Among the most common underlying causes of escalating illness are sleep disturbances, problematic behaviors, adverse events, family mental health history, and family conflict; of those, sleep disturbances emerged as the most powerful predictor of future psychiatric illness.
“It’s important to note that the model does not prove it's a child’s sleep disturbances that are causing an elevated risk, but it does suggest that's one of the limited number of malleable factors that seems to be associated with high rates,” Engelhard said.
The authors said the model demonstrates a way to reach a broader population of young patients with a tool that primary care practitioners could use to assess a child’s mental health risk using simple questionnaires.
“Primary care doctors often do not have the time to conduct a detailed psychiatric assessment, making it difficult to identify which children need early intervention. This AI model would automate the process, analyzing the data in real-time and providing the doctor with a simple output indicating the child’s risk level,” Posner said.
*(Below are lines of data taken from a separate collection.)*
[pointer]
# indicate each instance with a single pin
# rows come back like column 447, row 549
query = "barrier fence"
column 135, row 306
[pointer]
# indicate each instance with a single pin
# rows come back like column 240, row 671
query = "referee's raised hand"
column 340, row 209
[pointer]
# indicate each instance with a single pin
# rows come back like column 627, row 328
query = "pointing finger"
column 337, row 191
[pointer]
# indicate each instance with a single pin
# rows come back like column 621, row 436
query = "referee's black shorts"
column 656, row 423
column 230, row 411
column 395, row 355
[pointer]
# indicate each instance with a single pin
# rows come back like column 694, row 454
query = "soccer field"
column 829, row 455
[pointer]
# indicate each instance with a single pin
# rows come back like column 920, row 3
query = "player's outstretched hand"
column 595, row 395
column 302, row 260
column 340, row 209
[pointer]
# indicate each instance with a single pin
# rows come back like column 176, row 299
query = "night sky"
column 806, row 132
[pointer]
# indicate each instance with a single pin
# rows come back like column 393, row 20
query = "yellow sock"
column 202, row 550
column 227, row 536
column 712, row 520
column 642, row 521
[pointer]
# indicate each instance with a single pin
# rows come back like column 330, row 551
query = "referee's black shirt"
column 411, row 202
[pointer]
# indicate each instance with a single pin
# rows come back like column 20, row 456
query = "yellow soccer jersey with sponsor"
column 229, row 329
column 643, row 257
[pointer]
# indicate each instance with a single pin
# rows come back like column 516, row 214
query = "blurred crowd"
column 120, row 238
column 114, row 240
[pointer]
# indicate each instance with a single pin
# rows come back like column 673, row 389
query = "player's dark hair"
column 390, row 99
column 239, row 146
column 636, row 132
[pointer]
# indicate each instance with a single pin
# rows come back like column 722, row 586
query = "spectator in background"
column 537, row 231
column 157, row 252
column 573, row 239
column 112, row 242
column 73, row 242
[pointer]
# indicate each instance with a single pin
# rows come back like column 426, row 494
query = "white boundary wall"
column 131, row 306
In addition to Posner, Hill and Engelhard, study authors include Pratik Kashyap, Elizabeth Raffanello, Yun Wang, Terrie E. Moffitt, and Avshalom Caspi.
The study received funding support from the National Institute of Mental Health (K01-MH127309); the National Institute on Aging (R01-AG032282 and R01-AG069939); the National Center for Advancing Translational Sciences (UL1 TR002553); the Medical Research Council (MR/P005918/1).